The emerging trend of Indian family offices with soaring participation in direct private investments in the market can be attributed to several reasons including high returns, exposure to innovation and technology, diversification, involvement of younger family members, and value additions. It also made sense for family offices to acquire smaller businesses that can be scaled up more easily without much interference from the founders.
While choosing startups for direct private investments, Indian family offices are mainly focused on professional management, high growth and consistent compounding opportunities and the presence of a strong business moat.
A portfolio survey of family offices revealed that almost half of their investments are made through direct startup and the remaining through VC/PE and debt fund routes. Survey also showed that Indian family offices mostly chose to invest in a startup either during the early seed stage or just before the IPO issuance.
With new tech-savvy members joining Indian family offices, startups are seen as lucrative and viable asset classes offering myriad business opportunities with high-risk adjusted returns. The huge returns recently accrued through startup investments during 2021 also raised the confidence of family offices.
India today has the world’s third largest startup community just after the USA and China and the Indian startups are now exploring fundraising opportunities through Indian family offices.
Though investment in startups involves high risk, it also offers incredibly high returns on investments that can never be realized through the traditional investment classes. The fast-evolving Indian startup ecosystem is attracting more and more family office investment and seeing some famous and large names including Narayana Murthy’s Catamaran Ventures, Ratan Tata’s RNT Associates, Azim Premji’s Premji Invest amongst many others.

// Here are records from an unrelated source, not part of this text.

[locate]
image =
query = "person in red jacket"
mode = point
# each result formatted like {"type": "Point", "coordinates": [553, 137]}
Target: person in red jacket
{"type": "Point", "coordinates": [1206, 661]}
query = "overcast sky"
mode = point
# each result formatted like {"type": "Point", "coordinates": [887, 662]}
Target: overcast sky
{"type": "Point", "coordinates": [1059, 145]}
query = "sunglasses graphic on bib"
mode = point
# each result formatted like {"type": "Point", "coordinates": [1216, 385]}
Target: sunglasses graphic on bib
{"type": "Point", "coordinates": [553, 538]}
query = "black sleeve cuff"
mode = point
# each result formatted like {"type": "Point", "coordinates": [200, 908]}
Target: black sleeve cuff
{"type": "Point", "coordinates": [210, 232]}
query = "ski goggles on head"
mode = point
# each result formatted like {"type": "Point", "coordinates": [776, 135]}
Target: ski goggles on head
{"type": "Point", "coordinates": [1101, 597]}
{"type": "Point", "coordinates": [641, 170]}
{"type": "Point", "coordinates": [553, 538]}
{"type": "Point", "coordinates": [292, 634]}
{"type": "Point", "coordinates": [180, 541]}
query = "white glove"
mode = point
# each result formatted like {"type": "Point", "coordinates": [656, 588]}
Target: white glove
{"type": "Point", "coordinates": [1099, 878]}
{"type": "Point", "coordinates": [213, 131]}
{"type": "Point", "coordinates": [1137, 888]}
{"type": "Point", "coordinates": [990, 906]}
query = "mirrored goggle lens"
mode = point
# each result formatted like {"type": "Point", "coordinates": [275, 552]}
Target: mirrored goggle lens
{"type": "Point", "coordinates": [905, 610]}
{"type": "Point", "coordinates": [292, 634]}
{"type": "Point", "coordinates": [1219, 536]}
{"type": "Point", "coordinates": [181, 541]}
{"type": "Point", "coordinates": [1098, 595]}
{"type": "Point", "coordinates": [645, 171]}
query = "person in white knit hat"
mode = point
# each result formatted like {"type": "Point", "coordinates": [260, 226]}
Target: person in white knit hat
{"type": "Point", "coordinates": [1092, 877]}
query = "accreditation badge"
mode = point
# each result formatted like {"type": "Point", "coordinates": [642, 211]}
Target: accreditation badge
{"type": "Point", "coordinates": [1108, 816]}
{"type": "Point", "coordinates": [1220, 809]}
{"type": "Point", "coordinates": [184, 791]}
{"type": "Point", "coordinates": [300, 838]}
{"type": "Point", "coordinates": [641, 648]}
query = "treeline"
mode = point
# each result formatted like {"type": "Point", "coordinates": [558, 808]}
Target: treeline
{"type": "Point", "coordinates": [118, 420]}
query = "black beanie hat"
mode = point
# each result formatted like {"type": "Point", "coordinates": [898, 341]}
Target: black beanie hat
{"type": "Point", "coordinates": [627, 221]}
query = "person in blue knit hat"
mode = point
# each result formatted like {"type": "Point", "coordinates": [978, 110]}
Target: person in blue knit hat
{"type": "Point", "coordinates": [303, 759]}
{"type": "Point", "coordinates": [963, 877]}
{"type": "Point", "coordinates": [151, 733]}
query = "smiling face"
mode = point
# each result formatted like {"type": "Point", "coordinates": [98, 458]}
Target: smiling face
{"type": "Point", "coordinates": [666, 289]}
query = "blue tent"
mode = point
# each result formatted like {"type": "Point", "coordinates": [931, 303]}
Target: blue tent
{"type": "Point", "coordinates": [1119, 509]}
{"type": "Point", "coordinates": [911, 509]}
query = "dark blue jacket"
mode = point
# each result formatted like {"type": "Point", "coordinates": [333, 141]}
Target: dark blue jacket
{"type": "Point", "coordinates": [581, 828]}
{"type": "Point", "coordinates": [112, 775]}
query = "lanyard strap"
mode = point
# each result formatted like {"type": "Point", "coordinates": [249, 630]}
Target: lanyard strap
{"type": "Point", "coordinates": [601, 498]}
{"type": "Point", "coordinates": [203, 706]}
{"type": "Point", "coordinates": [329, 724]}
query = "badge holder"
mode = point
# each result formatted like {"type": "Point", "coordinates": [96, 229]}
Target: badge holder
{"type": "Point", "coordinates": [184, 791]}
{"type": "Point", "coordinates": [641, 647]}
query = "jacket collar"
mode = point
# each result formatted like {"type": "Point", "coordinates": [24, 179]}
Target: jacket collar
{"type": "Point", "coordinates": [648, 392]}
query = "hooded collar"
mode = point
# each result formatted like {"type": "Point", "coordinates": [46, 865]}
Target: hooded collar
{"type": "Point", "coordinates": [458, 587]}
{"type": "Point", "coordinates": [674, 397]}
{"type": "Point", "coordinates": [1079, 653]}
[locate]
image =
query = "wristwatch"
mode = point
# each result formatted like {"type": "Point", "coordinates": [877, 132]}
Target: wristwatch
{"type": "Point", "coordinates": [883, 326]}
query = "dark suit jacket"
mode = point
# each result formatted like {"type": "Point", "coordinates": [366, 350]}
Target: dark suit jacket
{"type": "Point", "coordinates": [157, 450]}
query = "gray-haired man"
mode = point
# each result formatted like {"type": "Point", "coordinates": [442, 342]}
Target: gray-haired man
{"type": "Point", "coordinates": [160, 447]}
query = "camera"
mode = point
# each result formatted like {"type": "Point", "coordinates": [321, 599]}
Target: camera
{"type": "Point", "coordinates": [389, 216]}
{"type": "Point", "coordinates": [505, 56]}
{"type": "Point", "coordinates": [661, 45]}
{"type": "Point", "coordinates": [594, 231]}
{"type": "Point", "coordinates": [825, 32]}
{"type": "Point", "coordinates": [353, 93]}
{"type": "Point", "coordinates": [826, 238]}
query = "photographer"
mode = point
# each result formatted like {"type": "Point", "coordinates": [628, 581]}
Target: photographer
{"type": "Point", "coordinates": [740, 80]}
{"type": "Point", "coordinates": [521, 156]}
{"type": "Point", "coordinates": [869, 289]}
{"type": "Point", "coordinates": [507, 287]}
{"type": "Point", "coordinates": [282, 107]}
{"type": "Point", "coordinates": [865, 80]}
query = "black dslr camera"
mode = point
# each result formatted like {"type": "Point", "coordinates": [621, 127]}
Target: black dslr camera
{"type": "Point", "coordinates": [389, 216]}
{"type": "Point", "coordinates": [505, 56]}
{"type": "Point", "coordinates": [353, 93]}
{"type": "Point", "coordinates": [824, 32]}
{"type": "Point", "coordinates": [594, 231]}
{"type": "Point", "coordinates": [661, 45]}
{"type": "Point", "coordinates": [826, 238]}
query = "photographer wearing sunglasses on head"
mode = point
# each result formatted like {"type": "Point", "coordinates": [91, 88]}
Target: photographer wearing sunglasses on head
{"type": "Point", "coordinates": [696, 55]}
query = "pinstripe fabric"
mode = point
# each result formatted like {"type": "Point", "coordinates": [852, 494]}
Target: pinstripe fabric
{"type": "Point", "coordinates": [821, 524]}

In a recent forecast on family office funding in Indian startups, nearly 30% of the total USD 100 billion of startup funding by the year 2025 has been predicted.
Fundraising through family offices can offer an added advantage to the Indian startups compared to VC funding as investments made by family offices, as opposed to VC investments, are not done for any fixed investment cycle and can greatly relieve startup founders of any undue financial stress. Secondly, the investment made by VC involves public knowledge whereas family office investments offer confidentiality and discretion.
There are also several other benefits of being associated with family offices including access to the network of wealthy and high-net-worth individuals, industry expertise and knowledge that are vital and often decide the success and failure of a new business startup.